Will the Mortgage Be Approved?
Agent Michael Arkin at Coldwell Banker Warburg, tells us that the lender with the best rate might not approve of the property’s location. “Will they lend for that purchase? Will you actually get the mortgage and close on the home?” Arkin says it doesn’t matter if you get an offer of a great rate from the mortgage lender, but then they decline to lend you the money for the purchase you wanted.
Is the Rate Locked In?
The interest rate is impacted by market conditions. “Much like the stock market, interest rates are constantly influenced by many market conditions, including investor demand, the economy – specifically inflation levels – and government policies,” says Jason Lerner, VP, area development manager at George Mason Mortgage, a subsidiary of United Bank. He recommends working with a knowledgeable mortgage professional who understands market conditions. “This individual can help to create an effective strategy for the timing of locking an interest rate.”
And once that rate is locked in, the clock starts ticking. According to Melissa Cohn, regional vice president of William Raveis Mortgage, buyers need to know how long the rate is locked in for.
“In today’s high-rate environment, a buyer should also be asking about the ability to float down the rate once locked, and what incentives the mortgage company can offer when the buyer wants to refinance to a lower rate next year.”
Is the Lender Experienced?
Another important factor is the lender’s experience underwriting in the market segment that’s relevant to your transaction. For example, Ian Katz, a real estate broker with Compass, tells us that in his city (NYC), larger national lenders without a local retail presence often don’t understand how to properly qualify and underwrite a co-op purchase loan and/or a new development early in its sales cycle. “These types of loans are most effectively and successfully closed by lenders who are very active in the local market, and may charge a slightly higher rate for the risk or complexity they correctly price out at the beginning of the process.” On the other hand, he explains that the national/non-local lender may return with a higher rate or a loan denial.
In a personal story, Dorothy Shrager, a broker at Coldwell Banker Warburg, tells us that she has a customer who recently selected a bank that had the lowest interest rate. “As it turns out, this was a small bank and apparently not too detailed with co-ops in New York – they didn’t understand the nuances of a co-op purchase.”
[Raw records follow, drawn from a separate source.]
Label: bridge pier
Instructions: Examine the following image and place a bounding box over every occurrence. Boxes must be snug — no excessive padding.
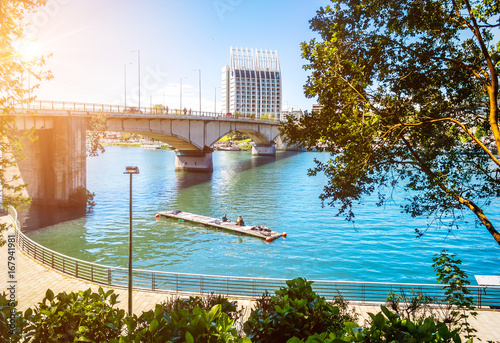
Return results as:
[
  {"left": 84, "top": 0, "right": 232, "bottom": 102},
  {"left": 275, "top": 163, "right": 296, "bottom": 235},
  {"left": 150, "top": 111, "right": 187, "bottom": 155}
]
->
[
  {"left": 252, "top": 143, "right": 276, "bottom": 156},
  {"left": 12, "top": 117, "right": 87, "bottom": 206},
  {"left": 175, "top": 151, "right": 214, "bottom": 172}
]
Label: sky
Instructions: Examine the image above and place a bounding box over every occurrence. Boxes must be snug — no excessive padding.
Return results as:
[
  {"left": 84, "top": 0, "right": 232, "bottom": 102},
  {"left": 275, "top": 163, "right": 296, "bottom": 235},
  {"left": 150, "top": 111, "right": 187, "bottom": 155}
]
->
[{"left": 21, "top": 0, "right": 329, "bottom": 111}]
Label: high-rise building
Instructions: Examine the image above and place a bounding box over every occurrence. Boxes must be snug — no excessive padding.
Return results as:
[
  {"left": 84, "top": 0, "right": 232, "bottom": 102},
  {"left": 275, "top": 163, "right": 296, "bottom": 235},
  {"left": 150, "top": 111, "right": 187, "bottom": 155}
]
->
[{"left": 222, "top": 48, "right": 282, "bottom": 118}]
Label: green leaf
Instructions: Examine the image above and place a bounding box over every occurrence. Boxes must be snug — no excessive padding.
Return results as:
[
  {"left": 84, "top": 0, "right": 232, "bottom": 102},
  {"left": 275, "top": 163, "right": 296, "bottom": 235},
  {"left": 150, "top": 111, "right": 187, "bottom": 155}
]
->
[
  {"left": 185, "top": 332, "right": 194, "bottom": 343},
  {"left": 45, "top": 289, "right": 54, "bottom": 301}
]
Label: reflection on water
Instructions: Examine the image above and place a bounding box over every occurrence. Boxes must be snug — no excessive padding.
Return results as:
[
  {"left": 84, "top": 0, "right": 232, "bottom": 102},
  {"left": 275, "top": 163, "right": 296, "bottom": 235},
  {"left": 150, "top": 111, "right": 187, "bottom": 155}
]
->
[
  {"left": 22, "top": 147, "right": 500, "bottom": 282},
  {"left": 18, "top": 203, "right": 85, "bottom": 232}
]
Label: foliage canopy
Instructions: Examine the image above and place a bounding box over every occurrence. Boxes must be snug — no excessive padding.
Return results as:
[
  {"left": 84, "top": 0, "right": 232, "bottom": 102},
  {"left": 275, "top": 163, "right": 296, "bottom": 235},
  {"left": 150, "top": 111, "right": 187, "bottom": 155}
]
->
[{"left": 282, "top": 0, "right": 500, "bottom": 244}]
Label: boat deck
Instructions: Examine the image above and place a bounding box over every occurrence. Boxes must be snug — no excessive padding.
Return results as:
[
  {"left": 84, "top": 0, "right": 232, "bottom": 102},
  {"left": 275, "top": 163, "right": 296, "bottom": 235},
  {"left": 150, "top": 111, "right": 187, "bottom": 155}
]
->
[{"left": 156, "top": 210, "right": 286, "bottom": 242}]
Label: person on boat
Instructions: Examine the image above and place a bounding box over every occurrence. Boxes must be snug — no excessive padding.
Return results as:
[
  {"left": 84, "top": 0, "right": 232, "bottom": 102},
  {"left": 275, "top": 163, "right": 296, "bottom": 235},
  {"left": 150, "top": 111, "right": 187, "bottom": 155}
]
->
[{"left": 236, "top": 216, "right": 245, "bottom": 226}]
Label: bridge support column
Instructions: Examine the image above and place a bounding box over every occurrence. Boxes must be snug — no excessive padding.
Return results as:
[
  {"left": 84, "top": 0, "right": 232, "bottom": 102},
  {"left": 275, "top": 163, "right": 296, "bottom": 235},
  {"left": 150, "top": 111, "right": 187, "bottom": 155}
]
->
[
  {"left": 175, "top": 151, "right": 214, "bottom": 172},
  {"left": 252, "top": 144, "right": 276, "bottom": 156},
  {"left": 14, "top": 117, "right": 87, "bottom": 206}
]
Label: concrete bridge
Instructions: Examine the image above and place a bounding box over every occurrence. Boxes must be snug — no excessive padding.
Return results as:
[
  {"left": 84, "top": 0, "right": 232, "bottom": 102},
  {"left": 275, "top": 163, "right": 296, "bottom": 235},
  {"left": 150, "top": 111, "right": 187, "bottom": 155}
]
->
[{"left": 7, "top": 102, "right": 279, "bottom": 204}]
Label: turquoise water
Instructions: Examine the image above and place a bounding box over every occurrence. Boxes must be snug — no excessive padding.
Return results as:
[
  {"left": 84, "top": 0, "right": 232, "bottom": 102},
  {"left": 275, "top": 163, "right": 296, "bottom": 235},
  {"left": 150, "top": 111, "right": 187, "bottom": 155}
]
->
[{"left": 24, "top": 147, "right": 500, "bottom": 283}]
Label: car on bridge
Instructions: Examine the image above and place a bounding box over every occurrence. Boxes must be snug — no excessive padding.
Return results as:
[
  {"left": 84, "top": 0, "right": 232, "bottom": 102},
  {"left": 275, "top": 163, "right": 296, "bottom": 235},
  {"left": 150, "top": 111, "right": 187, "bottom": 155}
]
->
[{"left": 123, "top": 107, "right": 142, "bottom": 113}]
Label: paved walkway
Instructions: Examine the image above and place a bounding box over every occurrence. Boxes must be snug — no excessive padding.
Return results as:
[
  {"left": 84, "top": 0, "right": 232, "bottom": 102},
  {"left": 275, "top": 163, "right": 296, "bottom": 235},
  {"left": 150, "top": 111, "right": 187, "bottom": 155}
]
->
[{"left": 0, "top": 216, "right": 500, "bottom": 343}]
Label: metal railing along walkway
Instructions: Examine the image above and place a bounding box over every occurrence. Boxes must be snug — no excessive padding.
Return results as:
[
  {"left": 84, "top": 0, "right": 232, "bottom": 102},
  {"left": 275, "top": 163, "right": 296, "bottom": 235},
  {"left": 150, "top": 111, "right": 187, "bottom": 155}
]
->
[
  {"left": 9, "top": 208, "right": 500, "bottom": 307},
  {"left": 15, "top": 100, "right": 280, "bottom": 121}
]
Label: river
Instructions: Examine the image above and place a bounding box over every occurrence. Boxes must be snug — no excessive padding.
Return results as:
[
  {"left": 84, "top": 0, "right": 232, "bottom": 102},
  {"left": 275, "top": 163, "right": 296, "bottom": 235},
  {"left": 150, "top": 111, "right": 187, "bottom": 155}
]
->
[{"left": 23, "top": 147, "right": 500, "bottom": 284}]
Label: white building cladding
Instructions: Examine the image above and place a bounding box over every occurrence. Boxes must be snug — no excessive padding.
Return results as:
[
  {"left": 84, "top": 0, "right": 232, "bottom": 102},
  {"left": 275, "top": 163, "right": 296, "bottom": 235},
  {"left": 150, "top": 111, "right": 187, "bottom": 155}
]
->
[{"left": 222, "top": 47, "right": 281, "bottom": 118}]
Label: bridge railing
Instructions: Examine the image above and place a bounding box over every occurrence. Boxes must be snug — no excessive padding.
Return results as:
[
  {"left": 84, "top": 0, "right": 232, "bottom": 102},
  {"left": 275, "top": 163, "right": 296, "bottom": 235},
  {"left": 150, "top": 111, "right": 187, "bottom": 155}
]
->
[
  {"left": 5, "top": 207, "right": 500, "bottom": 307},
  {"left": 19, "top": 100, "right": 280, "bottom": 122}
]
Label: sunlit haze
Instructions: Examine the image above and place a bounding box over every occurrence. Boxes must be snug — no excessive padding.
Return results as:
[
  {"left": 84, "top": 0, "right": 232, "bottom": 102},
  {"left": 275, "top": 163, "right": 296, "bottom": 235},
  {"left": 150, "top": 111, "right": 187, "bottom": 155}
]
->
[{"left": 23, "top": 0, "right": 329, "bottom": 111}]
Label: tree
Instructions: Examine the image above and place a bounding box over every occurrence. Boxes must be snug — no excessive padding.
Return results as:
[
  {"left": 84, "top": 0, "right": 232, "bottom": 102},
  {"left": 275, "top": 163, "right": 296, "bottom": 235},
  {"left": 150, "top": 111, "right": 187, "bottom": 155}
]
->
[
  {"left": 0, "top": 0, "right": 51, "bottom": 245},
  {"left": 282, "top": 0, "right": 500, "bottom": 244}
]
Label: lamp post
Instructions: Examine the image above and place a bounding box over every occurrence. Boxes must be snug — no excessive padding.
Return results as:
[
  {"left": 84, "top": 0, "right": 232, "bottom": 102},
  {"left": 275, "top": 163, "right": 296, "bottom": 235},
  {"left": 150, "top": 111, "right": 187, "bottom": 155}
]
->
[
  {"left": 180, "top": 77, "right": 187, "bottom": 112},
  {"left": 123, "top": 63, "right": 132, "bottom": 110},
  {"left": 130, "top": 50, "right": 141, "bottom": 111},
  {"left": 193, "top": 69, "right": 201, "bottom": 114},
  {"left": 123, "top": 166, "right": 139, "bottom": 317},
  {"left": 214, "top": 86, "right": 217, "bottom": 113}
]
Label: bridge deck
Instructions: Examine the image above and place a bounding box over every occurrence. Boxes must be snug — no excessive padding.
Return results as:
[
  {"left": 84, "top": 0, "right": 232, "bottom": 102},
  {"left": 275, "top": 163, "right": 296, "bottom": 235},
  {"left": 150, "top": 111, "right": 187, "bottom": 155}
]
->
[{"left": 156, "top": 211, "right": 286, "bottom": 242}]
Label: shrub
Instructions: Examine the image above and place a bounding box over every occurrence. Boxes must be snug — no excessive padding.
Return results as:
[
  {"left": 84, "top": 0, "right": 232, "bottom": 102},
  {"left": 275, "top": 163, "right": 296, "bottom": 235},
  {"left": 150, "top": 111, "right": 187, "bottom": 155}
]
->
[
  {"left": 24, "top": 287, "right": 125, "bottom": 343},
  {"left": 116, "top": 304, "right": 249, "bottom": 343},
  {"left": 244, "top": 278, "right": 355, "bottom": 343}
]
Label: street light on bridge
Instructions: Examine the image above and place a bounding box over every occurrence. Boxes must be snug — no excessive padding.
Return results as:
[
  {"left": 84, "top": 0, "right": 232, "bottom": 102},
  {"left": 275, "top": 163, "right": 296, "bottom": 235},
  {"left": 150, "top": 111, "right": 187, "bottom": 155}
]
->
[
  {"left": 123, "top": 166, "right": 139, "bottom": 317},
  {"left": 123, "top": 63, "right": 132, "bottom": 110},
  {"left": 193, "top": 69, "right": 201, "bottom": 114},
  {"left": 130, "top": 50, "right": 141, "bottom": 111}
]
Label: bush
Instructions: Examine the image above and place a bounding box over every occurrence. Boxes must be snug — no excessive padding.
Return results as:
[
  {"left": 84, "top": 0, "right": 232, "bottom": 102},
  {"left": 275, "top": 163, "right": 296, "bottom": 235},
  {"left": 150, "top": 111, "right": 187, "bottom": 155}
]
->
[
  {"left": 116, "top": 304, "right": 249, "bottom": 343},
  {"left": 244, "top": 278, "right": 356, "bottom": 342},
  {"left": 24, "top": 287, "right": 125, "bottom": 343}
]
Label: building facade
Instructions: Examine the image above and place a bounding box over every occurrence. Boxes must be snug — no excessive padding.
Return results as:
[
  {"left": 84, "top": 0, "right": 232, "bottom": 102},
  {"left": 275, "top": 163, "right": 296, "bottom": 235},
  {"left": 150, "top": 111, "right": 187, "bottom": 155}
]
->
[{"left": 222, "top": 48, "right": 282, "bottom": 118}]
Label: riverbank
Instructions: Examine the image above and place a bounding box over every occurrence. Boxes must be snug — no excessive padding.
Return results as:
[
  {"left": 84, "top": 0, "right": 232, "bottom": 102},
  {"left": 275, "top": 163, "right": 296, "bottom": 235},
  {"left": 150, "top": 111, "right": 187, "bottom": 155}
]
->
[{"left": 0, "top": 215, "right": 500, "bottom": 342}]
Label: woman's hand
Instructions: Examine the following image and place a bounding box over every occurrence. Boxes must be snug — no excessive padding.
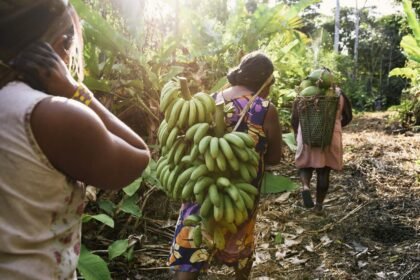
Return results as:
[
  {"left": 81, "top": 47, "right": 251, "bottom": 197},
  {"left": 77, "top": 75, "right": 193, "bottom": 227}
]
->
[{"left": 10, "top": 42, "right": 78, "bottom": 98}]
As a result, Shrager says the mortgage was first denied on a technicality. Her clients then selected a new bank with a good rate, but it was also a smaller bank. “The due diligence at the bank made for a delay in the mortgage commitment for longer than necessary.” Shrager recommends paying a little more and using a bank that is larger and has experience in your area (or in this case, building).
Is the Lender Responsive?
While some delays may be due to inexperience, a lack of responsiveness can also be a red flag. Katz recommends that buyers consider the loan officer’s demeanor and professionalism, along with their level of customer service and responsiveness.
“The last thing a borrower/buyer will want is an unresponsive or dismissive loan officer with a time of the essence closing date looming and the bank’s approval still outstanding,” he says. And, Katz also recommends checking to be sure that your rate is protected in case a transaction is delayed.
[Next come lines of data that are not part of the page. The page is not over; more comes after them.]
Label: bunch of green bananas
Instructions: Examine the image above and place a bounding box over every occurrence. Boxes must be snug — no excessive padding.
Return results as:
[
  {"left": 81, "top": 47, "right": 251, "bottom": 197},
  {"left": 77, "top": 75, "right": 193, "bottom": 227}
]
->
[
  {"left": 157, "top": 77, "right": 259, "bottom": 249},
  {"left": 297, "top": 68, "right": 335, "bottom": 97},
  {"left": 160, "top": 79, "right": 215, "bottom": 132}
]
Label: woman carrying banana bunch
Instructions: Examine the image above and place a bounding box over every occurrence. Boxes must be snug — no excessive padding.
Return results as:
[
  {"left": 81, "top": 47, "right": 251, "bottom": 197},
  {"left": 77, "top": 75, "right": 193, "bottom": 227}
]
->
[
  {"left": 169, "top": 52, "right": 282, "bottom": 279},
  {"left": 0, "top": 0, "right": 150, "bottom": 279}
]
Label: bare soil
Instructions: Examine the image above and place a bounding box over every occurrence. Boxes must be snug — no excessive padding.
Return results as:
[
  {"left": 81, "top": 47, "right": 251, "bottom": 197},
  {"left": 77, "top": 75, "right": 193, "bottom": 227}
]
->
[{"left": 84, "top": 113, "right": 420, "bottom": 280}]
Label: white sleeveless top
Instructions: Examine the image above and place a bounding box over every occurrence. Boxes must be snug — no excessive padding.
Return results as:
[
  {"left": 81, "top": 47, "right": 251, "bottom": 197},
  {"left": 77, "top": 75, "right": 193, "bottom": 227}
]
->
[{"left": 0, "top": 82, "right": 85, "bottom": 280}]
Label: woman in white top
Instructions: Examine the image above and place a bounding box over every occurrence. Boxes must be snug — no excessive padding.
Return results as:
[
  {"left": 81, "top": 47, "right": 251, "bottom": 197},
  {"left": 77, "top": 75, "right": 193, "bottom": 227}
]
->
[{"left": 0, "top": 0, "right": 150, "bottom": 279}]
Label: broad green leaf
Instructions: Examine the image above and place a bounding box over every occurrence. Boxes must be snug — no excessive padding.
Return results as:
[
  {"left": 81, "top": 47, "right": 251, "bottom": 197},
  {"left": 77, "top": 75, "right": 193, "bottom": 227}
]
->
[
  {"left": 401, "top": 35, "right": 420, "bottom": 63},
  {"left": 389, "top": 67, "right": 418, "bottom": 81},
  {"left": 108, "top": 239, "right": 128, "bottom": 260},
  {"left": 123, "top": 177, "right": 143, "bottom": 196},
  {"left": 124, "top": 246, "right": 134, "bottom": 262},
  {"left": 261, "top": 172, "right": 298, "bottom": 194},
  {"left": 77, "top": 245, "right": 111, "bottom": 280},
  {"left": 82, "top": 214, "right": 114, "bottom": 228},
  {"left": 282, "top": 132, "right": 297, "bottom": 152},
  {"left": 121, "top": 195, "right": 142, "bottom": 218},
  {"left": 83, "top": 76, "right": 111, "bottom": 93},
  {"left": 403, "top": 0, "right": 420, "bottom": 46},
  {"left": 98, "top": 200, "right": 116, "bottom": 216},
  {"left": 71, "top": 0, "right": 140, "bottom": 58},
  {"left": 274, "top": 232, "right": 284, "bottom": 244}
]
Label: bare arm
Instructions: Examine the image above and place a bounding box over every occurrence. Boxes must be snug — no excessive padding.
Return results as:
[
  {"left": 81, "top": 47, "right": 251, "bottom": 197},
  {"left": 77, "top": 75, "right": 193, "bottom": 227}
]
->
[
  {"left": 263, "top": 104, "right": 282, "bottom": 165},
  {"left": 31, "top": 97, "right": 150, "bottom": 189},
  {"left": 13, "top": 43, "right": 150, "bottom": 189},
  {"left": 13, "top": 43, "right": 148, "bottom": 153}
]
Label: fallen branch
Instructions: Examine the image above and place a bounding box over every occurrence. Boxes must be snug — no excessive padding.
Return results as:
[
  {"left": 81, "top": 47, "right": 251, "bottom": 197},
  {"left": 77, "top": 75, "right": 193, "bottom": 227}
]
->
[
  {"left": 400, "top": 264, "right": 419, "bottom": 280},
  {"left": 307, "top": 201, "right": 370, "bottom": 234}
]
Is the Lender Reputable and Transparent?
Mortgage lenders (like most for-profit organizations) are in business to make money. However, you don’t wany anyone maximizing their profits at your expense. “A lender or mortgage professional seeking to maximize profitability will often have higher interest rates or closing costs,” warns Lerner.
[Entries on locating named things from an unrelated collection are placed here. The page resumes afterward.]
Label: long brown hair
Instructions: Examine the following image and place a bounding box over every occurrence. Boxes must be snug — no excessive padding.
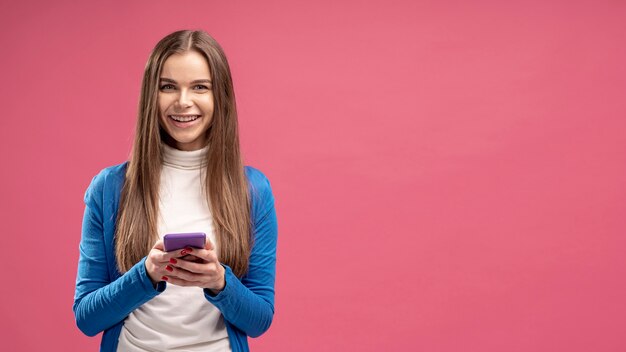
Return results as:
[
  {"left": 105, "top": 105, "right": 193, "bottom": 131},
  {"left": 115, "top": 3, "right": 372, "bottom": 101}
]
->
[{"left": 115, "top": 30, "right": 252, "bottom": 277}]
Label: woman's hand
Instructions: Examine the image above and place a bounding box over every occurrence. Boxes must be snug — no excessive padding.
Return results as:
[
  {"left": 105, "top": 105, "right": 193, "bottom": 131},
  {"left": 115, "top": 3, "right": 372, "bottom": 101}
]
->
[
  {"left": 164, "top": 239, "right": 226, "bottom": 294},
  {"left": 146, "top": 240, "right": 178, "bottom": 284}
]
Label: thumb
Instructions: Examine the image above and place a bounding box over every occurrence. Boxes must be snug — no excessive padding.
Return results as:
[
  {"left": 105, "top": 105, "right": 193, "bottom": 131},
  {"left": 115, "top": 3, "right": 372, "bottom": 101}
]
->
[
  {"left": 152, "top": 240, "right": 165, "bottom": 251},
  {"left": 204, "top": 238, "right": 215, "bottom": 251}
]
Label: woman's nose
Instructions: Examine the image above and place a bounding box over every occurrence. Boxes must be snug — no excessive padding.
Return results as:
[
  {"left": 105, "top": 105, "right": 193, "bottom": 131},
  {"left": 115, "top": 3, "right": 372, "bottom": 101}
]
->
[{"left": 178, "top": 89, "right": 192, "bottom": 108}]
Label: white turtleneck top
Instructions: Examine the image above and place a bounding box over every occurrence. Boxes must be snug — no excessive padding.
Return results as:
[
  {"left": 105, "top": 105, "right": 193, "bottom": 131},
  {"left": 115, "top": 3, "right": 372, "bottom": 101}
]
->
[{"left": 117, "top": 144, "right": 231, "bottom": 352}]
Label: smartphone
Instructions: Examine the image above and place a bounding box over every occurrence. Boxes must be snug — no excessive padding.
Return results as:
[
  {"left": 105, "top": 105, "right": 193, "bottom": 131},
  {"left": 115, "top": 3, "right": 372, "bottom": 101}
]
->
[{"left": 163, "top": 232, "right": 206, "bottom": 252}]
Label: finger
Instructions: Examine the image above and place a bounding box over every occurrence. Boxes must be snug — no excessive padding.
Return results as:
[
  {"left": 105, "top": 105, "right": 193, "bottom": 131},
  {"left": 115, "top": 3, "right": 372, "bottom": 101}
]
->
[
  {"left": 165, "top": 264, "right": 211, "bottom": 281},
  {"left": 188, "top": 248, "right": 219, "bottom": 263},
  {"left": 169, "top": 258, "right": 219, "bottom": 277},
  {"left": 152, "top": 240, "right": 165, "bottom": 251},
  {"left": 164, "top": 276, "right": 202, "bottom": 287}
]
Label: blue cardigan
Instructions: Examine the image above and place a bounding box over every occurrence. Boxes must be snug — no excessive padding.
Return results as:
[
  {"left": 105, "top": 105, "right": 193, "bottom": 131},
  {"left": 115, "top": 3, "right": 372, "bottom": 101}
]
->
[{"left": 73, "top": 163, "right": 277, "bottom": 352}]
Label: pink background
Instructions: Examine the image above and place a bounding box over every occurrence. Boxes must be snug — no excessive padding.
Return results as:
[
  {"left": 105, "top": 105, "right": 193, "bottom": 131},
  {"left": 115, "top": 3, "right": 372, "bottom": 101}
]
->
[{"left": 0, "top": 0, "right": 626, "bottom": 351}]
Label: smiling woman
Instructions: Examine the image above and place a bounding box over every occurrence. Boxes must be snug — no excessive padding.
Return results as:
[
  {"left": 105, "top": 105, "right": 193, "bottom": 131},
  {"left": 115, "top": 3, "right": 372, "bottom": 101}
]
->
[
  {"left": 159, "top": 51, "right": 213, "bottom": 150},
  {"left": 73, "top": 31, "right": 277, "bottom": 351}
]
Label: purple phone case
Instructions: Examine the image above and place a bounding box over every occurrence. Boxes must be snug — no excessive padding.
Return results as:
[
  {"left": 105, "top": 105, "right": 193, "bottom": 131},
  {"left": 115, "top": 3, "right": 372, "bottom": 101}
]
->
[{"left": 163, "top": 232, "right": 206, "bottom": 252}]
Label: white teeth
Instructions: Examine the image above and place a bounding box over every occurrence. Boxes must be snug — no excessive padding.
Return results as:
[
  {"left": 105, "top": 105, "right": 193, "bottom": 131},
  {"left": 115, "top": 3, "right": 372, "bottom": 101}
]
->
[{"left": 170, "top": 115, "right": 200, "bottom": 122}]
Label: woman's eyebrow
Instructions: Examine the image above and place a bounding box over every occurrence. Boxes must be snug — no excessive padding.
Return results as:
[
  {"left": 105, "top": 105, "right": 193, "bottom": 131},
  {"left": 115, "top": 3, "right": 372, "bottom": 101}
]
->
[{"left": 159, "top": 77, "right": 213, "bottom": 84}]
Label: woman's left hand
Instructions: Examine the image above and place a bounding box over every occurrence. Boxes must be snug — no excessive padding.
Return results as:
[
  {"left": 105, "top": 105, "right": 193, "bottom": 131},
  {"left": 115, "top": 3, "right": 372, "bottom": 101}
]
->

To find the best interest rate, he recommends seeking referrals from industry experts and other borrowers who have had positive experiences. “Borrowers should get estimates immediately before choosing their lender and locking their rate to compare and understand the interest rate offered and any associated lender specific fees.”
In addition, Lerner says you should point-blank ask if this is the best available rate and how it was determined. You also want to find out if there are ways to structure the loan that would improve your rate, and he says you want to know if there are other products available that would better meet your needs and long-term goals.
Having the right professional that you can trust to help you navigate the process will make a significant difference and could save you money,” says Matt Vernon, head of retail lending at Bank of America. Vernon also recommends doing your research by shopping around. “If you like a lender but their offer is missing something you saw in another offer, communicate this.” In many cases, he says lenders are eager to earn your business and will be willing to work with you.